John 10

Chapter ten finishes the story of the Feast of Tabernacles, then jumps ahead a couple of months. In verses 1-21, Jesus added two new “I am” statements. First, he told a parable about a sheepfold and its gatekeeper (John 10:1-10). The gatekeeper alone decided who was allowed to enter and exit the sheepfold. Jesus claimed, “I am the door for the sheep” (John 10:7). His purpose in coming was the exact opposite of the enemy. Instead of offering only death and destruction, Jesus offers life and abundance.

Shifting the parable a little bit, Jesus declared that he was not only the door, he was also “the good shepherd” (John 10:11-13).
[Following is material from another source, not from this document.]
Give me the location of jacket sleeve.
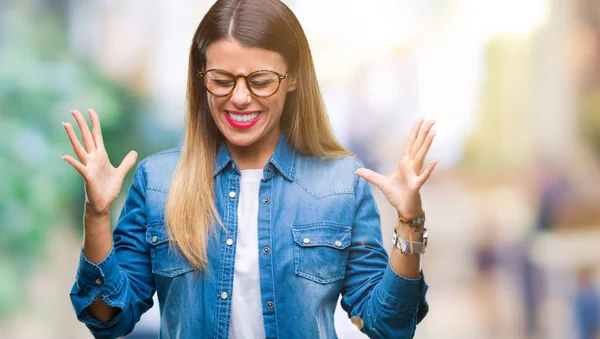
[341,169,428,338]
[70,160,155,338]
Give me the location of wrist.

This designation separated from those who were only hired to watch the sheep, whose only goal was their own safety and salary, and who run at the first sign of trouble. This was a direct reference to the Pharisees, based on Ezekiel 34, where God condemned the false shepherds who mistreated his “sheep,” the nation of Israel. Once again Jesus prophesied his own death, this time including his resurrection, stating that he himself was in control of its occurrence (John 10:14-18). With each of these several interactions during the feast, the division in the crowd grew wider, with the favorite accusation that Jesus was demon-possessed (John 10:19-21).

John 10:22 moves forward about three months to “the feast of the Dedication” in winter (more commonly known as “Hanukkah”). Jesus was back in Jerusalem in the Temple area, where the religious leaders approached him again, looking for something for which they could condemn him. This time they wanted him to claim to be Messiah (John 10:22-30). Instead, he once again claimed full deity, rather than being just a great prophet. When they intended to kill him again, he stopped them and asked for their reasoning (John 10:31-39). When they claimed that he had blasphemed by claiming to be equal with God, he deftly claimed that it was not blasphemy if it were true. This infuriated them, and they tried to grab him again but to no avail. He left Israel for a short while, staying on the other side of the Jordan River, where many people came to believe in him (John 10:40-42).